As you know, in order to use learning automata; the fundamental features of learning automata, and nature of its application should be concurrently taken into consideration. The learning automata, in accordance to following features, have been applied as powerful tools for resolution of many problems.

  1. 1.

    Learning automata perform appropriately while there is no data at hand.

  2. 2.

    Learning automata perform appropriately when there is lack of assurance.

  3. 3.

    Learning automata search in the possibility atmosphere.

  4. 4.

    Learning automata need a simple feedback from the environment in order to improve their situation in each phase.

  5. 5.

    Learning automata are highly useful as a model for learning in distributed and multifactor environments, with restricted communications and inadequate data.

  6. 6.

    Learning automata maintain a simple structure and therefore can be easily placed in a software or hardware.

  7. 7.

    Learning automata need to use a theoretical and derived efficiency criterion for optimization applications.

  8. 8.

    Learning automata maintain a negligible computational load and can thus can be simply used for immediate functions.

  9. 9.

    There are powerful mathematical analytical methods for analysis of learning automata.

In addition to above features, usage of learning automata is beneficial for applications which maintain one or few of the following traits. Meanwhile, given the innate features of the wireless sensor networks, as a completely distributed environment with a high degree of dynamism and uncertainty, usage of learning automata would be highly effective.

  1. (1)

    The application is sufficiently complicated and uncertain, such that there would be no mathematical approach available for it

  2. (2)

    The application would be able to control distribution and create role models via a series of self-autonomous factors

  3. (3)

    The reinforcement signal would be a random variable and would be produced based on an efficiency criterion

  4. (4)

    Quantitative improvement in efficiency would be highly economically justified

  5. (5)

    There would be no certain algorithm in regard to the considered application [12, 13]

Meanwhile, learning automata also maintain a number of restrictions; which makes their usage for many applications, as problematic. These restrictions are as follows:

  1. (1)

    Learning automata make use of a few initial data and the additional data about the environment cannot be always used by learning automata

  2. (2)

    Learning automata maintain a low rate of convergence for many functions

  3. (3)

    Learning automata are non-reminiscent models

Given the above, and the features, specifications, restrictions, and capacities of wireless sensor networks, which we will mention later on; the usage of learning automata in this thesis for resolution of topology control issue based on clustering in the wireless sensor network can be justified [14].
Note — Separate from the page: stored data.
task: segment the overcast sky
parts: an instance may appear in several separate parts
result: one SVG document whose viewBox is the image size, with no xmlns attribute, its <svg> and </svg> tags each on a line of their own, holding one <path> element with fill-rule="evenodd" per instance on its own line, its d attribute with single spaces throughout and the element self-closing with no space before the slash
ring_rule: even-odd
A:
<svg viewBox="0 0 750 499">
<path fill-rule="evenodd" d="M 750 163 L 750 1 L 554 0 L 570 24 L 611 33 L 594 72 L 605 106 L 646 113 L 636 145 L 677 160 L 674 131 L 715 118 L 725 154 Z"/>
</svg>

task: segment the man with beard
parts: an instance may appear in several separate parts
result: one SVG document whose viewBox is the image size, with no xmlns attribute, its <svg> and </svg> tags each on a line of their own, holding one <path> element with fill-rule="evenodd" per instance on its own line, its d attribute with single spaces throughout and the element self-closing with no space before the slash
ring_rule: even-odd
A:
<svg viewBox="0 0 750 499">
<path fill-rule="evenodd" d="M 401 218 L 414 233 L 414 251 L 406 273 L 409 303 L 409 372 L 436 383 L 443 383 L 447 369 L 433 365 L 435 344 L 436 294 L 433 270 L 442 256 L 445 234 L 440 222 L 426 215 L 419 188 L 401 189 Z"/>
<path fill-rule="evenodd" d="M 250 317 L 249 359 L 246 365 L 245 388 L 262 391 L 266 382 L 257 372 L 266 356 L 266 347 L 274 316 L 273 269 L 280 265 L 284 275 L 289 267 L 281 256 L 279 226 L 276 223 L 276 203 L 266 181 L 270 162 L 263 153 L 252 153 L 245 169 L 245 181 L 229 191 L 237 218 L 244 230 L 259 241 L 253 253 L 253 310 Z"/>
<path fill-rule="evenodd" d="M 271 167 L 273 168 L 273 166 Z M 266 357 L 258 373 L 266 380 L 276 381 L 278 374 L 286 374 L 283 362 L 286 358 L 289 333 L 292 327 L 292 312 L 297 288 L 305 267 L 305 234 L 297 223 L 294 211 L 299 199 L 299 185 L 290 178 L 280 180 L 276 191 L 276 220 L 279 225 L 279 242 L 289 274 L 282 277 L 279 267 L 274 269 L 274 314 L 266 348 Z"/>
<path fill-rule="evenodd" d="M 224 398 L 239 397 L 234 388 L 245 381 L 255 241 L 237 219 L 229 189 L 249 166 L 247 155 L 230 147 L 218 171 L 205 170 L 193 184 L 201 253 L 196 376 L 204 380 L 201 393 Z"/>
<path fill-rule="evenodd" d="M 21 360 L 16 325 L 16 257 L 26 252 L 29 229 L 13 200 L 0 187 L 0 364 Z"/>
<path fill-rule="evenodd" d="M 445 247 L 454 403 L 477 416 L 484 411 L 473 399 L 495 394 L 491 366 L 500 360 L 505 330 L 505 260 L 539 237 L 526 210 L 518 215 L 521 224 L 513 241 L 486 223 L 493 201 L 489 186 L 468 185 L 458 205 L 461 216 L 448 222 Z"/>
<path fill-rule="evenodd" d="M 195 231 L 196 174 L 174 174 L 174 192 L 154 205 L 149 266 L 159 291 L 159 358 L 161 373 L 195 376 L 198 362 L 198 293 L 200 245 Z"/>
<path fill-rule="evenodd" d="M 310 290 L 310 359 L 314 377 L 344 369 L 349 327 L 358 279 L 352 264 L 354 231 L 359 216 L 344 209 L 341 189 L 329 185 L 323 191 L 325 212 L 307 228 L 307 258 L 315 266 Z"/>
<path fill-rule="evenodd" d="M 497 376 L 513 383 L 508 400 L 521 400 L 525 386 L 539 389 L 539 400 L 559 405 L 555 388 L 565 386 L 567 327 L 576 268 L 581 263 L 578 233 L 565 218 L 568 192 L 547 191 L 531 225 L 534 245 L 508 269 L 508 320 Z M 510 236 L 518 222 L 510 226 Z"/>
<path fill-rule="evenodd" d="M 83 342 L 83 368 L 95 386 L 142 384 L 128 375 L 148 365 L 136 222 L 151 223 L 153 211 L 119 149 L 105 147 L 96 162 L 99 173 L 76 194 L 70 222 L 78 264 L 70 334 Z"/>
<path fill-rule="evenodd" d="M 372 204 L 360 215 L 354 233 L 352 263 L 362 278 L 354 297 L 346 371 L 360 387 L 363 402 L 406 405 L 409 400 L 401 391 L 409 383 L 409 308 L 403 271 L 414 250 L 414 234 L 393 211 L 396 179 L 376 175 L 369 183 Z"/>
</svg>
As previously mentioned, in the wireless sensor networks, the continuous changes in the network’s topology are due to emergence of malfunction of nodes; limitation of the band width of wireless connections; restricted energy of nodes; interferences of channel; noisy connections, and a number of other factors; resulting in uncertainty, unpredictability, and changeability of the specifications of the said networks, such as channel’s band width; channel’s capacity; potential for delivery and receipt of nodes; and so forth; with the passage of time. This in turn causes numerous challenges in analysis and design of topology control algorithms. The majority of algorithms which have been presented for control of topology in wireless sensor networks, have been based on the following assumptions:

  • In majority of algorithms, the assumption is that each node should always have complete and accurate data on the network’s topology. The assumption that in wireless sensor networks, in addition to absence of a fixed and determined network infrastructure; the movement (limited) of nodes and/or their malfunction leads to emergence of continuous topologic changes across the network; imposes many communication slags on the network in order to update nodes’ data. This, in turn, leads to wastage of energy in network’s nodes, in addition to wastage of band width and the existing capacity of the network’s channels.
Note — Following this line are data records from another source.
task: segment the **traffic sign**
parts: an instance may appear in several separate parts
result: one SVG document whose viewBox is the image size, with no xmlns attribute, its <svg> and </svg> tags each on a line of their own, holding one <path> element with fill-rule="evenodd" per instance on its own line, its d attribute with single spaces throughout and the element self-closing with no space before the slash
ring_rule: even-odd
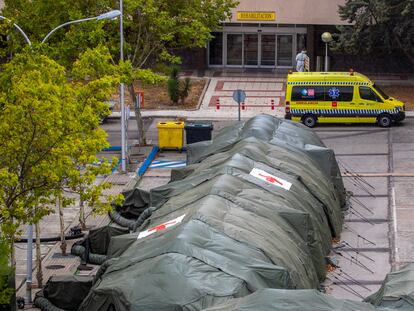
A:
<svg viewBox="0 0 414 311">
<path fill-rule="evenodd" d="M 240 103 L 244 103 L 246 99 L 246 92 L 243 90 L 235 90 L 233 92 L 233 99 L 239 104 L 239 121 L 241 120 Z M 243 105 L 244 110 L 244 105 Z"/>
<path fill-rule="evenodd" d="M 233 92 L 233 99 L 236 101 L 236 103 L 240 104 L 243 103 L 246 99 L 246 92 L 243 90 L 235 90 Z"/>
</svg>

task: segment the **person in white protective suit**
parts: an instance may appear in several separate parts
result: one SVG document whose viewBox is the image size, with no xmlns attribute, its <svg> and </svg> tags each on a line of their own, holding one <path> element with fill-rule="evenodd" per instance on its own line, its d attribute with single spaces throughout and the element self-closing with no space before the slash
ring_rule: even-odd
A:
<svg viewBox="0 0 414 311">
<path fill-rule="evenodd" d="M 296 71 L 304 72 L 305 71 L 305 60 L 308 56 L 306 55 L 306 50 L 303 49 L 302 52 L 296 55 Z"/>
</svg>

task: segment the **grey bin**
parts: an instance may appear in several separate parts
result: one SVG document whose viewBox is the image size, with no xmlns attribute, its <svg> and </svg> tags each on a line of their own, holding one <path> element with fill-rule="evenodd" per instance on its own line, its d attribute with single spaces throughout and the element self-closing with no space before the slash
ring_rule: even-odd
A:
<svg viewBox="0 0 414 311">
<path fill-rule="evenodd" d="M 185 124 L 187 145 L 211 140 L 213 124 L 211 122 L 189 122 Z"/>
</svg>

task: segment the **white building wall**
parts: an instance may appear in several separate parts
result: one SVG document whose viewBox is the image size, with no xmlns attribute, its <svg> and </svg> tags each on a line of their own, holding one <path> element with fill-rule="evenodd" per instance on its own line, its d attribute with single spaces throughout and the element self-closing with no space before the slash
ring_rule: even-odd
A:
<svg viewBox="0 0 414 311">
<path fill-rule="evenodd" d="M 308 24 L 308 25 L 342 25 L 338 6 L 345 0 L 240 0 L 233 10 L 231 22 L 257 23 L 257 21 L 239 21 L 237 12 L 275 12 L 275 21 L 260 23 Z"/>
</svg>

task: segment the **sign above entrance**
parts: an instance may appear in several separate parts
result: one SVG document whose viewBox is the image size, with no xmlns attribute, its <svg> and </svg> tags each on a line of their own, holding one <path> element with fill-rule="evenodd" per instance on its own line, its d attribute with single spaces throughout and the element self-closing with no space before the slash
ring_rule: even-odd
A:
<svg viewBox="0 0 414 311">
<path fill-rule="evenodd" d="M 237 12 L 238 21 L 274 21 L 275 12 Z"/>
</svg>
  • Determination of the network’s topology based on momentary image of the topologic structure of the network and adoption of measures for supporting future changes; is an approach which has been adopted in majority of the proposed algorithms. Assuming a complete separation between the two phases of formation of clusters and support for change, within networks whose one innate nature is continuous topologic changes, will result in a fall in the efficiency of presented algorithm and wastage of energy within the nodes and band widths of wireless connections.

  • Given the continuous changes of topology of network, due to movement (limited) of nodes and/or their impairment; the environments of wireless sensor network are completely dynamic, unpredictable, and uncertain environments. Thus, assumption of the accumulation of all topological data of network’s nodes, and implementation of algorithm in a single node, especially within networks that maintain highly volatile nodes, on one hand results in transformation of the single node into a point of failure for the algorithm; and on the other hand will lead to wastage of the existing sources such as the communication channels and source of energy.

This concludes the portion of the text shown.